Brown, meanwhile, has never been approached at matches; she goes to games in “a hat and a hoodie, kind of like in disguise” in case anyone were to confront her. She never felt shame over her work but someone else took umbrage, telling Brown’s parents within weeks of her launching the page. “It was awful,” she says. “I wish I could have told them first. For the first year, my mental health was awful.”

Football’s presence on the internet, from message boards to social media to illegal streams, changes rapidly. Data from Similarweb showed that the advent of the UK’s Online Safety Act, which requires social media sites and search engines to prevent children from accessing pornography and porn sites to verify users’ ages via credit card, bank or mobile phone networks, prompted a 45 percent drop in UK users visiting Pornhub. In March this year, OnlyFans’ parent company, Fenix, was fined £1.05 million by the UK media watchdog OFCOM for providing inaccurate information over its age verification checks.

Demand for Virtual Private Networks (VPNs), allowing users to bypass those age restrictions, has surged. It makes for an uncertain future for the industry and the women working in it.

Katy, who did not want to use her surname, decided to pose in Newcastle shirts having witnessed the “really good engagement” on others’ social media platforms. However, she says it would be “naive” to think she could make money through OnlyFans forever.

“I don’t think stuff like OnlyFans, or any other site where you upload adult content, is going to drop off anytime soon, but it will at some point,” she said.

“With content creation and social media, there’s only so much money that companies can put out to different people. Everyone’s wanting to get into it, thinking it’s an easy kind of route to get millions. I’m not sure how much longer it lasts.”

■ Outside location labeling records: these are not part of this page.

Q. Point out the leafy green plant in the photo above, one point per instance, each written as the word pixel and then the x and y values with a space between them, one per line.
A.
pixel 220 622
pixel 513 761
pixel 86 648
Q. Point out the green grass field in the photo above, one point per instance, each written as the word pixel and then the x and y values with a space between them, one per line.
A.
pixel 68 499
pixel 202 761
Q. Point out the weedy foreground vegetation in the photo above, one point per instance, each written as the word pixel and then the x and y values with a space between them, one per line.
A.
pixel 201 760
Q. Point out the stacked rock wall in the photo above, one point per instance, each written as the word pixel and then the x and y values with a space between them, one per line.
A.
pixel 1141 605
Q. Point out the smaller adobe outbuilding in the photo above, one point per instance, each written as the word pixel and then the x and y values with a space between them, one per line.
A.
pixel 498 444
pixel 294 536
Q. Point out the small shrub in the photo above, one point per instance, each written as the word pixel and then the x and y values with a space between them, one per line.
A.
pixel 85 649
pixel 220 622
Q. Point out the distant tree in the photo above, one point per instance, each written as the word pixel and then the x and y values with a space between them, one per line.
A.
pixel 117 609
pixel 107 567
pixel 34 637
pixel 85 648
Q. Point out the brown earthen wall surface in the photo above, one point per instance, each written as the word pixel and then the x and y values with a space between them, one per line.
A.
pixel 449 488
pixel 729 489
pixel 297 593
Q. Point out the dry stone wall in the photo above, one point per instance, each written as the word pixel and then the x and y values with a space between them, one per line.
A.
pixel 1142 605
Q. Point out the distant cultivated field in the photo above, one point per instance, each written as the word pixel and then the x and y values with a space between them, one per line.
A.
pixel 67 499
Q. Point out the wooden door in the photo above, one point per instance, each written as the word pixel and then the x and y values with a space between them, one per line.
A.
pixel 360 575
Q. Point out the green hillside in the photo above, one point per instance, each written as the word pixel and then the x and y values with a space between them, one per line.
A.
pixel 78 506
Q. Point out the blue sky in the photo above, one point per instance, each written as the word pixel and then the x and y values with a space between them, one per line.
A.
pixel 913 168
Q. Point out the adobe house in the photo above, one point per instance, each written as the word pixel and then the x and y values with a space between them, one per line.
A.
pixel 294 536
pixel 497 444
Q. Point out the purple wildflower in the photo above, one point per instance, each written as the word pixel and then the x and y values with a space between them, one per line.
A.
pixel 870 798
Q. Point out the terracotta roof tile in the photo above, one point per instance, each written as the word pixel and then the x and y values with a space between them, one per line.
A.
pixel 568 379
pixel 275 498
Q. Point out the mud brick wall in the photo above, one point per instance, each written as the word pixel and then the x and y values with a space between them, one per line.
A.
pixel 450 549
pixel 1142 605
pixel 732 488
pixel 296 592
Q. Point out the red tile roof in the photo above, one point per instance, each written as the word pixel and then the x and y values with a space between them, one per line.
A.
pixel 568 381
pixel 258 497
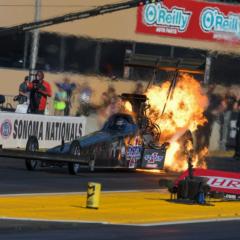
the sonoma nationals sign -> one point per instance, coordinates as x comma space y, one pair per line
191, 20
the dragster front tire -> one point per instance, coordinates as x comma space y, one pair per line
32, 146
75, 150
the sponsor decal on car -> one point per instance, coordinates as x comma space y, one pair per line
153, 158
6, 128
133, 155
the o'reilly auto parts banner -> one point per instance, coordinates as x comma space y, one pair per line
191, 20
50, 130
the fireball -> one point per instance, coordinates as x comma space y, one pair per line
183, 112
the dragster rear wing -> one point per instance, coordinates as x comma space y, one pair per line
187, 65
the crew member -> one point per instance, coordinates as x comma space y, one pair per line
39, 91
23, 91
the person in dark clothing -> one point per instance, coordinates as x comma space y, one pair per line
23, 92
237, 146
39, 91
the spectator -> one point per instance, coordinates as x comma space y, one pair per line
60, 100
39, 91
111, 93
23, 91
227, 103
85, 94
68, 88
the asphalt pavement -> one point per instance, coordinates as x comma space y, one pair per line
14, 179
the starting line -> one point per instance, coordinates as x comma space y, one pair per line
133, 208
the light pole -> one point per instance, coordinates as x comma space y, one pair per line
35, 41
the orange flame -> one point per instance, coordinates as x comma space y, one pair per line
128, 106
184, 111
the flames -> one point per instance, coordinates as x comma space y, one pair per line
183, 112
181, 116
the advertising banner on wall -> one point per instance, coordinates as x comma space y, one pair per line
190, 19
15, 129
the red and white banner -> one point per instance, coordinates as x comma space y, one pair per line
219, 181
190, 19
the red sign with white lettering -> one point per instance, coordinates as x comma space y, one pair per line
219, 181
190, 19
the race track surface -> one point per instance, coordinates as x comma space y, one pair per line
14, 179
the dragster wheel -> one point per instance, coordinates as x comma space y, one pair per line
32, 146
75, 150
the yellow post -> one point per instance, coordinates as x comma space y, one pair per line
93, 195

For Brown, she says she is now happy and has never felt shame over her work, though she concedes it is not as easy to make money because the market is saturated.

“I’m so comfortable and used to it, it doesn’t faze me. But I know there are probably a lot of girls in my industry who aren’t fine, and they’ve probably not got the right support network or doing it in the right way, or doing what they actually should be doing — in their comfort zone.”